Using First Principle Thinking to Stress Test your Technical Architecture

Mark Rodseth
4 min readApr 23, 2021
Get back to basics with First Principle Thinking

First Principle Thinking (FPT) came onto my radar when watching an interview of Elon Musk talking about SpaceX. I had heard of FPT before, but like most nerds I pay special attention when the Techno-King speaks up in his idiosyncratic way about his secrets behind making the future.

In the interview, Musk said:

“I tend to approach things from a physics framework. Physics teaches you to reason from first principles rather than by analogy. So I said, okay, let’s look at the first principles. What is a rocket made of? Aerospace-grade aluminium alloys, plus some titanium, copper, and carbon fibre. Then I asked, what is the value of those materials on the commodity market? It turned out that the materials cost of a rocket was around two percent of the typical price.”

Since watching this I have been exploring FPT and trying to apply it to my work — architecting and implementing technology solutions for (typically) web and mobile applications and services.

What is First Principle Thinking

FPP is best described in the FPP blog as:

Reasoning by first principles removes the impurity of assumptions and conventions. What remains is the essentials. It’s one of the best mental models you can use to improve your thinking because the essentials allow you to see where reasoning by analogy might lead you astray.

To use an analogy (slightly ironic, yes), FPP is like cooking. To be a good cook you have to understand why ingredients work in concert with each other and what process is required to combine them together effectively. A chef who just follows recipes (reasoning by analogy) will never understand the why behind the cooking and not succeed in creating consistently delicious grub.

Returning to the process of designing technical solutions for digital apps and services — or what is termed technical architecture — FPP can be a very useful tool to interrogate and validate your decisions, and get a deeper understanding behind the reasoning for them.

Why Apply FPP to Technical Architecture

When architecting solutions, it is very easy to reason by analogy, or select technologies or implementation approaches without the solid reasoning behind them. Some common factors behind this include:

  • The Shiny Factor. The tech is new and cool and the devs really want to use it. See any number of new front-end frameworks.
  • The Star Struck Factor.

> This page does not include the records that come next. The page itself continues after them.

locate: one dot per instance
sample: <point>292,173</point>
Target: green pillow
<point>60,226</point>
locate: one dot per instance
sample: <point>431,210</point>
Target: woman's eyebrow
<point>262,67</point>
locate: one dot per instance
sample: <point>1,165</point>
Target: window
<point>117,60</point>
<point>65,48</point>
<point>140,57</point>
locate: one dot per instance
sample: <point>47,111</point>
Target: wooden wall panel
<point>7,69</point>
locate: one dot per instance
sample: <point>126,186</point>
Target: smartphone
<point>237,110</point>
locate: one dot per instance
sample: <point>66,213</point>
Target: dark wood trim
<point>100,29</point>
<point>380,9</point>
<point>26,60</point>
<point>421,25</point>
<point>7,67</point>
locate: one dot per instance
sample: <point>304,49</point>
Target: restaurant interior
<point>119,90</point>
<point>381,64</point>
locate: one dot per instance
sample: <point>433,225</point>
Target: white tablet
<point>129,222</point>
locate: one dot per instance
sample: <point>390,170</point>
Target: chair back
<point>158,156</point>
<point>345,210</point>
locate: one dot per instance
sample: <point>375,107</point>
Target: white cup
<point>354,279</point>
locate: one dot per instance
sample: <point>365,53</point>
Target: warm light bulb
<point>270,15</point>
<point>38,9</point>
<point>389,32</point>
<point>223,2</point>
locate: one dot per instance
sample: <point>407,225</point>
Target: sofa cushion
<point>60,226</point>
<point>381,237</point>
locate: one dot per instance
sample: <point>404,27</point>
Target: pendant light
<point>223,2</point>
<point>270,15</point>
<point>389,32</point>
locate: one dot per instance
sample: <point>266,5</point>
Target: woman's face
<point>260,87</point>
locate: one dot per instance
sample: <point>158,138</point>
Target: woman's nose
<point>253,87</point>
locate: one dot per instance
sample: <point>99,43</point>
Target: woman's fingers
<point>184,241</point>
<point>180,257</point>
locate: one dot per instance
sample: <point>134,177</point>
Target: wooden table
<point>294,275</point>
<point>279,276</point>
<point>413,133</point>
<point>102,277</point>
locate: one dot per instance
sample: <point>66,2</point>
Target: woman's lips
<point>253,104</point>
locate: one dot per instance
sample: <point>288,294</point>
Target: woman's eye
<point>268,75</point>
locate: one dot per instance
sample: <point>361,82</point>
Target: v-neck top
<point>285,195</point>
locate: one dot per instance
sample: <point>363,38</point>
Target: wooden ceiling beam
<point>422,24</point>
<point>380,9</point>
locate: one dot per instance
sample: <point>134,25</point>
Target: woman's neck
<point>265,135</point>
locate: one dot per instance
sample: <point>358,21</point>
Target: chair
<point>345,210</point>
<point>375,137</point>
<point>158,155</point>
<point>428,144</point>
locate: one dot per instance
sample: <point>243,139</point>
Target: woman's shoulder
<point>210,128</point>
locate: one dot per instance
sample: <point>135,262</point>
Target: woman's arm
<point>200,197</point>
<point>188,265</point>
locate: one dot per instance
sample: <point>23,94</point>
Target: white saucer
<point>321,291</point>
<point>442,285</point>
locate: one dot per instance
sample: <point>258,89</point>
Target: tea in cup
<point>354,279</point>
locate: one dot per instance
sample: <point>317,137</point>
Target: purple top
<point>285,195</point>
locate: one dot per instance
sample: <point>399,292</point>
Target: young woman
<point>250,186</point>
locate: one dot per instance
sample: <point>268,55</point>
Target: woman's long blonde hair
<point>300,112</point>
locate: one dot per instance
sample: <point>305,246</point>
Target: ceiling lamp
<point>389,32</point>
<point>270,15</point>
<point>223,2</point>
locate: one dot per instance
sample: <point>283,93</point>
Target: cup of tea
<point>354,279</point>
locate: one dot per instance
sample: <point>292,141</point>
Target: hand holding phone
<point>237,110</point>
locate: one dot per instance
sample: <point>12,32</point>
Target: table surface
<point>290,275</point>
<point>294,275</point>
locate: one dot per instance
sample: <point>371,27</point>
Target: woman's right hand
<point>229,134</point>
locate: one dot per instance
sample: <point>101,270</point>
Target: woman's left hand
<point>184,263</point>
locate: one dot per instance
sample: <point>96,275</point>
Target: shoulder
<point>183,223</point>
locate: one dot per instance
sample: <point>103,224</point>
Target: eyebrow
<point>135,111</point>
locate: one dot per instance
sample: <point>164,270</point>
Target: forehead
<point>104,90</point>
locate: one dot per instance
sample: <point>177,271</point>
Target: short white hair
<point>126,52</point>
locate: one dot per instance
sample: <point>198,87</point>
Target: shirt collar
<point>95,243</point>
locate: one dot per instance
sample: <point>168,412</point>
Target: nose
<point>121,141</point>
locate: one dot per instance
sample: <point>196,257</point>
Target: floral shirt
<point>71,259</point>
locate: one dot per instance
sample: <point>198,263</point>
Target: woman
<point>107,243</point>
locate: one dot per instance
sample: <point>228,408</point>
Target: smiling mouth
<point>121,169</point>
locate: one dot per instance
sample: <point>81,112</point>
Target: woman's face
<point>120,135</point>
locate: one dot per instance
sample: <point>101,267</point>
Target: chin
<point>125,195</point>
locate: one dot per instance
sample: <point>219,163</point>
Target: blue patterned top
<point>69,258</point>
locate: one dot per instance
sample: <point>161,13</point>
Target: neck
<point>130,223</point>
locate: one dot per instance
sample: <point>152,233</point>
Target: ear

A new star in the digital space emerges and others follow the engineering decisions behind it to try and recreate success. See Netflix or Spotify.
  • The Ceremony Factor. Everybody is talking about how great this design pattern is for solving a certain problem. This will be problematic if followed (almost ceremonially) and applied to the wrong problem. See Micro Frontends.

Applying FPP to technology decision making is important because it means you prevent yourself from falling into some of the traps identified above, and having to engineer yourself out of a deep hole. I have seen this often, and at an enterprise scale, can incur great cost and inhibit business growth.

How to Apply FPP Thinking

The FPP blog describes using Socratic thinking as a framework for getting down to first principles. Some pointers include:

  • Clarifying your thinking and explaining the origins of your ideas (Why do I think this? What exactly do I think?)
  • Challenging assumptions (How do I know this is true? What if I thought the opposite?)
  • Looking for evidence (How can I back this up? What are the sources?)
    Considering alternative perspectives (What might others think? How do I know I am correct?)
  • Examining consequences and implications (What if I am wrong? What are the consequences if I am?)
  • Questioning the original questions (Why did I think that? Was I correct? What conclusions can I draw from the reasoning process?)

A more simple approach is the 5 Whys. A blunt (but effective) approach to keep asking ‘WHY’ until the true reason is unearthed, and understood.

A FPP Cheat Sheet

Broadly, applying FPP to architecture involves questing any or all significant technical decisions to get to the ‘Why’.

To get you started, here are a collection of questions that cover general business, operational and development needs.

  • What are the main assumptions I’m making about the business need?
  • Should any of these assumptions be challenged?
  • What are the main assumptions I’m making about the development process?
  • What is the operational environment and the way the software will be managed?
  • What is the longevity of the solution
  • What is the necessary flexibility of the solution?

And some specific examples related to common front-end, backend and APIs and platform decisions.

  • Do I really need a front-end framework?
  • Is a Monolith really that bad?
  • Do we need a CMS at all?
  • Do we even need a database?
  • Is the benefits of serverless really needed here?
  • Is ‘Headless’ really the best architecture for my CMS?
  • Are Micro-frontends worth the headache?
  • What do we mean by hybrid architecture?
  • Will we have enough data to get benefit out of a big data analytics pipeline?

The questions above are examples of interrogators against common analogous decisions made. There are many more examples and I’d be interested to hear of more, or of experiences where analogous thinking has led you down a thorny path.

We’ve all undoubtedly made choices without really digging into to the why, but with conscious effort to apply FPT, at the very least your decisions will be validated and, at best, help you will avoid (and to round off with a final analogy) getting tangled in a paralyzing web of complexity.